Inferential statistics deal with inferences. Inferential statistics are concerned with determining how likely it is that results based on a sample or samples are the same results that would have been obtained for the entire population. Inferences about populations based on the behaviour of samples.
Concept of Standard Error
If we randomly select a number of samples from the same population and compute the mean for each it is likely that each mean will be somewhat different from each other mean, and that none of the means will be identical to the population mean. The variation among the means is referred to as sample error. If a difference is found between sample means, the question of interest is whether the difference is a result of sampling error or a reflection of a true difference.
Sample Size and Standard Error
Sample errors are interesting. They are normally distributed and most of the sample-means will be very close to the population mean; the number of means which are considerably different from the population mean will decrease as the size of the difference increases.
Standard deviation of the sample means (the standard deviation of sampling errors) is usually referred to as the standard error of the mean. The standard error of the mean tells us by how much we would expect our sample means to differ if we used other samples from the same population. According to normal curve percentages, we can say that approximately 68% of the sample means will fall between plus and minus one standard error of the mean, 95% will fall between plus and minus two standard errors, and 99+% will fall between plus and minus three standard errors.

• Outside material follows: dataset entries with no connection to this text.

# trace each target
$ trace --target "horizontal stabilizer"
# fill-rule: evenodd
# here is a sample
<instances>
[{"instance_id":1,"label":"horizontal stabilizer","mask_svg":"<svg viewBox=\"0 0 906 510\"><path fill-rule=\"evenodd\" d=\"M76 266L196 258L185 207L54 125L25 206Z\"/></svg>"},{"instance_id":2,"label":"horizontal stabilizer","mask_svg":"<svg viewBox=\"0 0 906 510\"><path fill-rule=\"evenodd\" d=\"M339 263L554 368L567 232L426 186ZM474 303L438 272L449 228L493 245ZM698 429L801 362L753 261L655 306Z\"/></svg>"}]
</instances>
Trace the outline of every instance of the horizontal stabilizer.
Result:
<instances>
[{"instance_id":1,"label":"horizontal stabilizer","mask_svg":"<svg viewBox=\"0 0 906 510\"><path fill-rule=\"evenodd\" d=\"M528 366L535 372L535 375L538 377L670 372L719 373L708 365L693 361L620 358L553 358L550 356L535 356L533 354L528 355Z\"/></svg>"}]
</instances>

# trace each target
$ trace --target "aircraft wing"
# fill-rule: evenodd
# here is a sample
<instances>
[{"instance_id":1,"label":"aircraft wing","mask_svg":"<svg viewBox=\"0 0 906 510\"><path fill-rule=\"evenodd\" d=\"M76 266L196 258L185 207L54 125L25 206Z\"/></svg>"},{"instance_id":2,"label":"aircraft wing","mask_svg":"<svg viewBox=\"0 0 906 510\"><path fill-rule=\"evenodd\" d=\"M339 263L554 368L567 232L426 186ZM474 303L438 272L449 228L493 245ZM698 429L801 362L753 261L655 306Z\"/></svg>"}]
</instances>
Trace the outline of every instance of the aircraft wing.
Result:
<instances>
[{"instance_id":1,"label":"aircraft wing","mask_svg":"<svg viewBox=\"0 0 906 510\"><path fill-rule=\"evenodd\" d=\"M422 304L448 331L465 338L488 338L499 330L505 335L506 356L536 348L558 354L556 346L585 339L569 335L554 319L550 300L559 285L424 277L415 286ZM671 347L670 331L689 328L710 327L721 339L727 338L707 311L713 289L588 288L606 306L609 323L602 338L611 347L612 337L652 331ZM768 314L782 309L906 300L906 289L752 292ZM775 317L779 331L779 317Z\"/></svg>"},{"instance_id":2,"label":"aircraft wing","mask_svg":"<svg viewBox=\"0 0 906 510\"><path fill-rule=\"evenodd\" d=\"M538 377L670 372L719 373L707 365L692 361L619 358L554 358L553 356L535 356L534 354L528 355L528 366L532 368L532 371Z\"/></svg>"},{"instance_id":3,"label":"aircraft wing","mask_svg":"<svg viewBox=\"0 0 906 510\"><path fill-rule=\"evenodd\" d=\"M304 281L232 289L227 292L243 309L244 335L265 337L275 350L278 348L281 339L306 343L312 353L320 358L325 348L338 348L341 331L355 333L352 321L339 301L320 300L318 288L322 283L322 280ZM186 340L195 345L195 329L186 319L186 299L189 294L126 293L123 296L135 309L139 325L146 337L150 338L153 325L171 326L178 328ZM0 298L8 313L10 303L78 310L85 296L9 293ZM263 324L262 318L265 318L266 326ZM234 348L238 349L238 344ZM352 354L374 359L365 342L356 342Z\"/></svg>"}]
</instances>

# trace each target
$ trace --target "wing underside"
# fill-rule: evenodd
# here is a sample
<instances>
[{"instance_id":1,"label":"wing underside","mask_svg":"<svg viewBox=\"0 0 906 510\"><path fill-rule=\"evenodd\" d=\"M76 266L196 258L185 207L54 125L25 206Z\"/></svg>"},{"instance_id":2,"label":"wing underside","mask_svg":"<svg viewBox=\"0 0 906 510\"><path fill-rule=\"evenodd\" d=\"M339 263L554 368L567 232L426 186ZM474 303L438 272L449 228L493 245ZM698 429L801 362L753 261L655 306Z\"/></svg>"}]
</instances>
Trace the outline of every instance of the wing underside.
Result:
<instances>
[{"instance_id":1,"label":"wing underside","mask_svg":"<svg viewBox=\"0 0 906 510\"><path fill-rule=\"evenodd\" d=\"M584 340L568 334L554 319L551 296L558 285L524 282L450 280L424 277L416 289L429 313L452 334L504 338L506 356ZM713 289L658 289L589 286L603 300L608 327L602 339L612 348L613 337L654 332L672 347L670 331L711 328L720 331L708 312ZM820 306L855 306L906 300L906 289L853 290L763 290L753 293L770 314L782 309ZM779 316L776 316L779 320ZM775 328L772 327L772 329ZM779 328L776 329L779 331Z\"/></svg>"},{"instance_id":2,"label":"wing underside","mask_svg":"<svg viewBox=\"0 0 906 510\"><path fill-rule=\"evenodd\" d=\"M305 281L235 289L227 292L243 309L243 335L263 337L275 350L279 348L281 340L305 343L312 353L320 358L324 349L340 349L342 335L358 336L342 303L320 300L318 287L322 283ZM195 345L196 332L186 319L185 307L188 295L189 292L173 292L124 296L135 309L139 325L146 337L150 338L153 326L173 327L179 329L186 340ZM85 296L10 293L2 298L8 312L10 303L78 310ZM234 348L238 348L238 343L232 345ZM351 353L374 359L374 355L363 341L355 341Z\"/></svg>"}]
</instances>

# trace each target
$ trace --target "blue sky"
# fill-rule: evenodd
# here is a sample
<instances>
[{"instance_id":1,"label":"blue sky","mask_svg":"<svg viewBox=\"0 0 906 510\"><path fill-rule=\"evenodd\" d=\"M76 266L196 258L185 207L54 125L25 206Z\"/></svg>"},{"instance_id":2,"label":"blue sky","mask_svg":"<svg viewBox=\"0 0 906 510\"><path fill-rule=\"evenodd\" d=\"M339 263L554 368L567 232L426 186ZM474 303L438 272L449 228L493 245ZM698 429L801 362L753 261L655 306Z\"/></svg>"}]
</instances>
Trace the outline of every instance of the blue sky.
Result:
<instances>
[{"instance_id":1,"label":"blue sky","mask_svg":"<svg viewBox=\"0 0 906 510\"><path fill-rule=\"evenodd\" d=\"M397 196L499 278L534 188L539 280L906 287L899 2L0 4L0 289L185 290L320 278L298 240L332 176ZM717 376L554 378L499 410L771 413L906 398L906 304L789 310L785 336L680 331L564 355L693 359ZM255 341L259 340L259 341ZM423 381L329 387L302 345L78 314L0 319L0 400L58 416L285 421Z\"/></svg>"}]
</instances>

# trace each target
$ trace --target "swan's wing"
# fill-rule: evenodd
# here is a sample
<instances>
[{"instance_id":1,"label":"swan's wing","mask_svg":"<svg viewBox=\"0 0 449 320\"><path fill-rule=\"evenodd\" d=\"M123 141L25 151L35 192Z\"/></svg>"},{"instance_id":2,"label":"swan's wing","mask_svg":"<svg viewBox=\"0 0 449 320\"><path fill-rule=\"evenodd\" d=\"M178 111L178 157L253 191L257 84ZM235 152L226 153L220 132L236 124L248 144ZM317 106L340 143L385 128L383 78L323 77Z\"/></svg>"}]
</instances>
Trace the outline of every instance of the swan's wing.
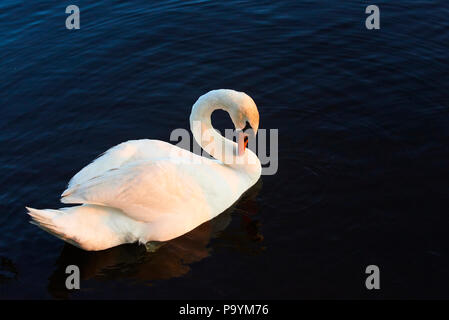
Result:
<instances>
[{"instance_id":1,"label":"swan's wing","mask_svg":"<svg viewBox=\"0 0 449 320\"><path fill-rule=\"evenodd\" d=\"M185 157L185 150L160 140L130 140L118 144L101 154L89 165L81 169L69 181L67 190L102 176L109 170L117 169L135 161L155 160L170 157ZM67 192L64 191L64 194Z\"/></svg>"},{"instance_id":2,"label":"swan's wing","mask_svg":"<svg viewBox=\"0 0 449 320\"><path fill-rule=\"evenodd\" d=\"M144 222L165 214L204 213L210 211L207 199L220 192L210 183L211 173L172 159L132 162L68 188L61 201L118 208Z\"/></svg>"}]
</instances>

If we know the standard deviation, then the standard error of the mean is equal to the standard deviation divided by the square root of the sample size. SE(mean) = SD/square root of (N-1). If a sample mean is 80, and the SE mean is 1.00, if we say that the population mean falls between 79 and 81, we have approximately 68% chance of being correct, if we say that the population mean falls between 78 and 82, we will have approximately a 95% chance of being correct, if we say that the population mean falls between 77 and 83, we will have approximately 99+% chance of being correct. In another word, the probability of the population mean being less than 77 and larger than 83 is less than 1%.

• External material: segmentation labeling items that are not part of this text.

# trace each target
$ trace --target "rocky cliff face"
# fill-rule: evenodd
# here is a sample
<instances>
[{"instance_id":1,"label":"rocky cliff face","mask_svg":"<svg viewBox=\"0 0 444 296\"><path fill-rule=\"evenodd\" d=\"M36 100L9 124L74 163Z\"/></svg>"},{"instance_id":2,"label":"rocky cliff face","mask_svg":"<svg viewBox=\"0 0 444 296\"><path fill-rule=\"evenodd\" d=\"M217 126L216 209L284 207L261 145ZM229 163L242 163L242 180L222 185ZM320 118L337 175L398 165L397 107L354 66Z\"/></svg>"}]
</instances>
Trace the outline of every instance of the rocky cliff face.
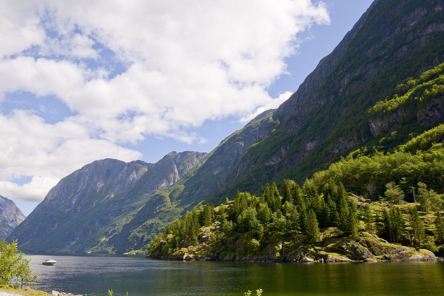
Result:
<instances>
[{"instance_id":1,"label":"rocky cliff face","mask_svg":"<svg viewBox=\"0 0 444 296\"><path fill-rule=\"evenodd\" d=\"M24 251L86 252L205 155L171 152L155 164L94 162L60 180L8 240L18 239Z\"/></svg>"},{"instance_id":2,"label":"rocky cliff face","mask_svg":"<svg viewBox=\"0 0 444 296\"><path fill-rule=\"evenodd\" d=\"M256 192L272 180L303 180L353 149L371 148L395 127L398 134L419 134L442 122L442 99L379 122L369 122L368 111L403 81L444 62L443 44L442 1L375 1L275 111L276 130L239 159L219 195Z\"/></svg>"},{"instance_id":3,"label":"rocky cliff face","mask_svg":"<svg viewBox=\"0 0 444 296\"><path fill-rule=\"evenodd\" d=\"M5 239L26 217L14 201L0 195L0 239Z\"/></svg>"},{"instance_id":4,"label":"rocky cliff face","mask_svg":"<svg viewBox=\"0 0 444 296\"><path fill-rule=\"evenodd\" d=\"M279 125L279 122L272 118L275 110L262 112L243 128L224 139L195 174L183 183L186 189L182 196L187 199L205 197L223 190L230 177L237 174L235 168L248 149L269 136Z\"/></svg>"}]
</instances>

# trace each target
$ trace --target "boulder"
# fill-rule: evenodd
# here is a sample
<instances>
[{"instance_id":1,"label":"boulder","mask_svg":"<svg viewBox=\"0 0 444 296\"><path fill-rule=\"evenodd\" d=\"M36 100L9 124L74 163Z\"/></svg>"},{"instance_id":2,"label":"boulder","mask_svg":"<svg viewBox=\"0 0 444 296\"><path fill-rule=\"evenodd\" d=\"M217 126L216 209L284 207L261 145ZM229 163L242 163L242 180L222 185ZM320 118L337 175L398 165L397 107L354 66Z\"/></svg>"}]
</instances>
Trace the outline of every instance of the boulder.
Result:
<instances>
[{"instance_id":1,"label":"boulder","mask_svg":"<svg viewBox=\"0 0 444 296\"><path fill-rule=\"evenodd\" d=\"M366 262L377 262L378 261L380 260L376 258L367 258L364 260L364 261Z\"/></svg>"},{"instance_id":2,"label":"boulder","mask_svg":"<svg viewBox=\"0 0 444 296\"><path fill-rule=\"evenodd\" d=\"M318 260L322 260L325 262L347 262L352 261L347 257L336 253L328 253L323 251L319 252Z\"/></svg>"}]
</instances>

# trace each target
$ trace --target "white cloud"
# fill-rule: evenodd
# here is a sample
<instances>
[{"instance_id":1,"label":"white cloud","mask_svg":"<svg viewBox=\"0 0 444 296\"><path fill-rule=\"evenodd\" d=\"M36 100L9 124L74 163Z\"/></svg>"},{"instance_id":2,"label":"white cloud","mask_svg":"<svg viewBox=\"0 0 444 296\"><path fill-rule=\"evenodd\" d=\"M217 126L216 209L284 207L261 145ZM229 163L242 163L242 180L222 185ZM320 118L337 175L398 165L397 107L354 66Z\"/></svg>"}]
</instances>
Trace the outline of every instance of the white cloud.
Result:
<instances>
[{"instance_id":1,"label":"white cloud","mask_svg":"<svg viewBox=\"0 0 444 296\"><path fill-rule=\"evenodd\" d=\"M33 176L4 181L5 190L41 198L92 160L140 157L125 143L147 135L204 142L190 130L206 120L277 107L289 96L266 90L286 73L297 34L329 21L310 0L173 2L2 1L0 101L15 91L55 95L77 114L55 124L29 112L0 116L0 178ZM91 66L112 63L101 44L126 71L110 77Z\"/></svg>"},{"instance_id":2,"label":"white cloud","mask_svg":"<svg viewBox=\"0 0 444 296\"><path fill-rule=\"evenodd\" d=\"M283 94L281 94L279 95L279 97L276 98L265 106L259 107L254 112L242 117L241 118L240 122L247 122L254 118L256 115L259 115L264 111L269 110L270 109L277 109L281 104L288 99L290 96L293 94L293 93L291 91L285 91Z\"/></svg>"},{"instance_id":3,"label":"white cloud","mask_svg":"<svg viewBox=\"0 0 444 296\"><path fill-rule=\"evenodd\" d=\"M136 151L108 141L91 138L84 126L70 118L56 124L29 111L0 115L0 194L13 199L40 201L61 178L94 160L139 158ZM21 186L8 180L33 176Z\"/></svg>"}]
</instances>

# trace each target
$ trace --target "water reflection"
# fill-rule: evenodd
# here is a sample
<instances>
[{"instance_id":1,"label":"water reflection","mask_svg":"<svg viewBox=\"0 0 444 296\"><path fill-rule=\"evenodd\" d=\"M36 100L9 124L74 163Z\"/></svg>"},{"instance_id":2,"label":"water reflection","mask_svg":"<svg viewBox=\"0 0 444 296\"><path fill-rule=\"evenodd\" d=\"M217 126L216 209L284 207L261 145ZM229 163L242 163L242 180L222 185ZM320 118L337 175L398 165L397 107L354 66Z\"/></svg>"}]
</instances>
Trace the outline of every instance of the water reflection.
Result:
<instances>
[{"instance_id":1,"label":"water reflection","mask_svg":"<svg viewBox=\"0 0 444 296\"><path fill-rule=\"evenodd\" d=\"M38 288L116 296L433 295L444 289L444 263L249 263L151 260L143 256L32 254ZM41 265L51 257L55 266Z\"/></svg>"}]
</instances>

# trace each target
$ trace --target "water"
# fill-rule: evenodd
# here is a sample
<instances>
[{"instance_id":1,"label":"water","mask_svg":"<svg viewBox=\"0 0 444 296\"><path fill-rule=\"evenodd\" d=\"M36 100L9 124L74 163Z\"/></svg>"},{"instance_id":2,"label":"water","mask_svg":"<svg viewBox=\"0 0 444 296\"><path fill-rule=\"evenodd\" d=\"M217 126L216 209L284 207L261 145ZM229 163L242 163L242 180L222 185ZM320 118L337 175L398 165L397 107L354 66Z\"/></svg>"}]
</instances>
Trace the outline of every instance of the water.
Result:
<instances>
[{"instance_id":1,"label":"water","mask_svg":"<svg viewBox=\"0 0 444 296\"><path fill-rule=\"evenodd\" d=\"M142 256L30 255L36 288L115 296L441 295L444 262L250 263L158 260ZM50 257L55 266L41 262Z\"/></svg>"}]
</instances>

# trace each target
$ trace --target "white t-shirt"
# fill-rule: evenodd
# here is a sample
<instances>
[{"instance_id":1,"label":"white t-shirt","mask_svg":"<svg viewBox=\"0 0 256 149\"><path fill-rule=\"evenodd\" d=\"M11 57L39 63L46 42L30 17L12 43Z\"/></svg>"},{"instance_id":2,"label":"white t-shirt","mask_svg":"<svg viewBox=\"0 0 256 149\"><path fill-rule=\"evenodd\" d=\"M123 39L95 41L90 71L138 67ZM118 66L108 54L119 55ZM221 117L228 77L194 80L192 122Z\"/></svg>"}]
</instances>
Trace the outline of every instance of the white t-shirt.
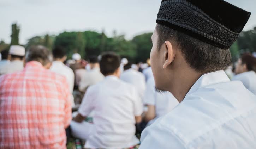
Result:
<instances>
[{"instance_id":1,"label":"white t-shirt","mask_svg":"<svg viewBox=\"0 0 256 149\"><path fill-rule=\"evenodd\" d=\"M85 147L122 148L138 144L135 116L143 112L140 99L135 87L114 76L89 87L78 112L86 116L93 111L96 130Z\"/></svg>"},{"instance_id":2,"label":"white t-shirt","mask_svg":"<svg viewBox=\"0 0 256 149\"><path fill-rule=\"evenodd\" d=\"M147 81L149 79L153 77L153 73L152 72L152 69L151 69L151 67L149 67L143 69L142 73L145 75L146 81Z\"/></svg>"},{"instance_id":3,"label":"white t-shirt","mask_svg":"<svg viewBox=\"0 0 256 149\"><path fill-rule=\"evenodd\" d=\"M79 90L85 92L90 85L96 84L104 78L104 76L100 72L99 68L96 67L88 70L82 77L79 84Z\"/></svg>"},{"instance_id":4,"label":"white t-shirt","mask_svg":"<svg viewBox=\"0 0 256 149\"><path fill-rule=\"evenodd\" d=\"M224 71L209 73L144 130L139 148L255 149L255 116L256 95Z\"/></svg>"},{"instance_id":5,"label":"white t-shirt","mask_svg":"<svg viewBox=\"0 0 256 149\"><path fill-rule=\"evenodd\" d=\"M50 70L58 74L65 76L69 84L69 91L72 94L74 89L74 74L71 68L59 61L53 62Z\"/></svg>"},{"instance_id":6,"label":"white t-shirt","mask_svg":"<svg viewBox=\"0 0 256 149\"><path fill-rule=\"evenodd\" d=\"M147 89L143 102L145 105L155 106L156 117L148 123L150 125L156 119L166 114L175 107L179 102L169 92L157 92L155 89L155 81L153 77L149 78L147 82Z\"/></svg>"},{"instance_id":7,"label":"white t-shirt","mask_svg":"<svg viewBox=\"0 0 256 149\"><path fill-rule=\"evenodd\" d=\"M120 79L134 85L137 88L141 98L143 99L146 89L145 78L143 73L130 68L121 74Z\"/></svg>"},{"instance_id":8,"label":"white t-shirt","mask_svg":"<svg viewBox=\"0 0 256 149\"><path fill-rule=\"evenodd\" d=\"M256 73L253 71L245 72L236 75L232 80L240 81L246 88L256 95Z\"/></svg>"},{"instance_id":9,"label":"white t-shirt","mask_svg":"<svg viewBox=\"0 0 256 149\"><path fill-rule=\"evenodd\" d=\"M21 71L24 68L23 60L14 60L4 65L2 68L2 74L7 74Z\"/></svg>"}]
</instances>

It is obvious now that a smaller standard error indicates less sampling error. The major factor affects standard error of the mean is sample size. The size of the sample increases the standard error of the mean decreases. Another factor affecting the standard error of the mean is the size of the population standard deviation. If the population standard deviation is large, members of the population are very spread out on the variable of interest, and the sample means will also be very spread out.

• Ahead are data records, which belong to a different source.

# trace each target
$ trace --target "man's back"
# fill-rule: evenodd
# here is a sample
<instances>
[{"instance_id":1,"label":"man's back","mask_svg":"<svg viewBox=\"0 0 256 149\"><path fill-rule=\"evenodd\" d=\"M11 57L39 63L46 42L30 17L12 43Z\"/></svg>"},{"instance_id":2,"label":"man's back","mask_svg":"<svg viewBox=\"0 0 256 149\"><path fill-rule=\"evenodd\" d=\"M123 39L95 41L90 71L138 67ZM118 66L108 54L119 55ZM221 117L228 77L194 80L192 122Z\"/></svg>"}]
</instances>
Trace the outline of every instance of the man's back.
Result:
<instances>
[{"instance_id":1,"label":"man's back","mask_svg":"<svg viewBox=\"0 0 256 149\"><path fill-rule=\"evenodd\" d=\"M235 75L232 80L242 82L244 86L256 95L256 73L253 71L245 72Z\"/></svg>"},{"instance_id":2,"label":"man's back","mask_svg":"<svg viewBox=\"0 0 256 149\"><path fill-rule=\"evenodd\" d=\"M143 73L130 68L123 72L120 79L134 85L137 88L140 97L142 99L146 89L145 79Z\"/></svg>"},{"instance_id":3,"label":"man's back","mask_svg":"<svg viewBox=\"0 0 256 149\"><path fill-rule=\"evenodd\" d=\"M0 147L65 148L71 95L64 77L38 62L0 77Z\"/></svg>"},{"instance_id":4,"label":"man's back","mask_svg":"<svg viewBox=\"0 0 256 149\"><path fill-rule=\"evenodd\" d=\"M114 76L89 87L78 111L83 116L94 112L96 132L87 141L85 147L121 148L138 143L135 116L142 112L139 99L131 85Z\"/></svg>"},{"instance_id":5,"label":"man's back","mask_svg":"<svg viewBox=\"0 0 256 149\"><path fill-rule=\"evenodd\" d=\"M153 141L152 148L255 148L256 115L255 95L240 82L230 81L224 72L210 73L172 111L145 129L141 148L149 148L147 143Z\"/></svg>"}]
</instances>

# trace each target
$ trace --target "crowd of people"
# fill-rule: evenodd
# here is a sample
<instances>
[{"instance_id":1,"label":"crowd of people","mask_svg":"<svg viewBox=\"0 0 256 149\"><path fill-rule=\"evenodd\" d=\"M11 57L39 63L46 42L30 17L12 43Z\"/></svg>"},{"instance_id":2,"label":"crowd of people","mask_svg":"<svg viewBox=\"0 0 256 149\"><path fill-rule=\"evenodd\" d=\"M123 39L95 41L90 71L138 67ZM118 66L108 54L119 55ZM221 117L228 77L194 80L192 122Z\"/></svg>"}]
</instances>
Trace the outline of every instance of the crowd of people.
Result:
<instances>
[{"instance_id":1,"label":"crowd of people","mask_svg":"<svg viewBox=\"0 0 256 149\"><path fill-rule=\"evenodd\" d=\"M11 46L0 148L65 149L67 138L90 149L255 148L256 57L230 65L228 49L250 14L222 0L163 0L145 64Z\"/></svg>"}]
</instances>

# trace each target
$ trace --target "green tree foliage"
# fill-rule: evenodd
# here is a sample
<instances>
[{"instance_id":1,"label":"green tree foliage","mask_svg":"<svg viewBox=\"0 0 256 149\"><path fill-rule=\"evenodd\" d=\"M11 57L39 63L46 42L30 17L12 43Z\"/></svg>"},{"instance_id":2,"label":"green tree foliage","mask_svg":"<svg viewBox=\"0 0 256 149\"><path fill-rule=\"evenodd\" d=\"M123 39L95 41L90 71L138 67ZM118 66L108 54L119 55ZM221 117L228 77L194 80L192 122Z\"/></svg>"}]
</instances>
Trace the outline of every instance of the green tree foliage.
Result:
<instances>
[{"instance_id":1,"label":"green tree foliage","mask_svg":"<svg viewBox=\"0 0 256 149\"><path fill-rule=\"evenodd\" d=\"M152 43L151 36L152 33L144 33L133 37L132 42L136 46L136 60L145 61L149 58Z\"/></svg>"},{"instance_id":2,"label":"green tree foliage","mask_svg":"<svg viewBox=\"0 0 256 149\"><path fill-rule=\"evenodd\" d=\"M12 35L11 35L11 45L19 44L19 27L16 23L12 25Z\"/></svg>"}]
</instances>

In order to determine whether or not the difference between those means probably represents a true population difference, we need an estimate of the standard error of the difference between two means.
Test Null Hypothesis
When we talk about the difference between two sample means being a true difference we mean that the difference was caused by the treatment and not by chance. The chance explanation for the difference is called the null hypothesis. The null hypothesis says in essence that there is no difference or relationship between parameters in the populations and that any difference or relationship found for the samples is the result of sampling error. The research hypothesis usually states that one method is expected to be more effective than another. Utilizing null hypothesis is more conclusive support for a positive research hypothesis. Suppose one hypothesizes that all research textbooks contain a chapter on sampling. If he or she examines and finds that a book does contain the chapter, it does not approve the hypothesis, because it is only one book. In other word, if he or she finds a book does not contain the chapter, it is enough to disapprove the hypothesis. The result of a study can reject the null hypothesis or not reject the null hypothesis. If it is rejected, the hypothesis PROBABLY false, if it is not rejected, the hypothesis PROBABLY true.
Test of Significance
In order to test a null hypothesis we need a test of significance and we need to select a probability level that indicates how much risk we are willing to take that the decision we make is wrong. At the end of an experimental research study, if there is a little difference between the group means, then researcher needs to decide whether the difference is significant or different enough to conclude that they represent a true difference. The test of significance is made at a pre-selected probability level and allows the researcher to state that he has rejected the null hypothesis. The level will be usually set at 0.05, or 0.01. That means the researcher will have 5% or 1% times to find the difference by chance. There are a number of different tests of significance that can be applied in research studies, t-test, analysis of variance and chi square etc.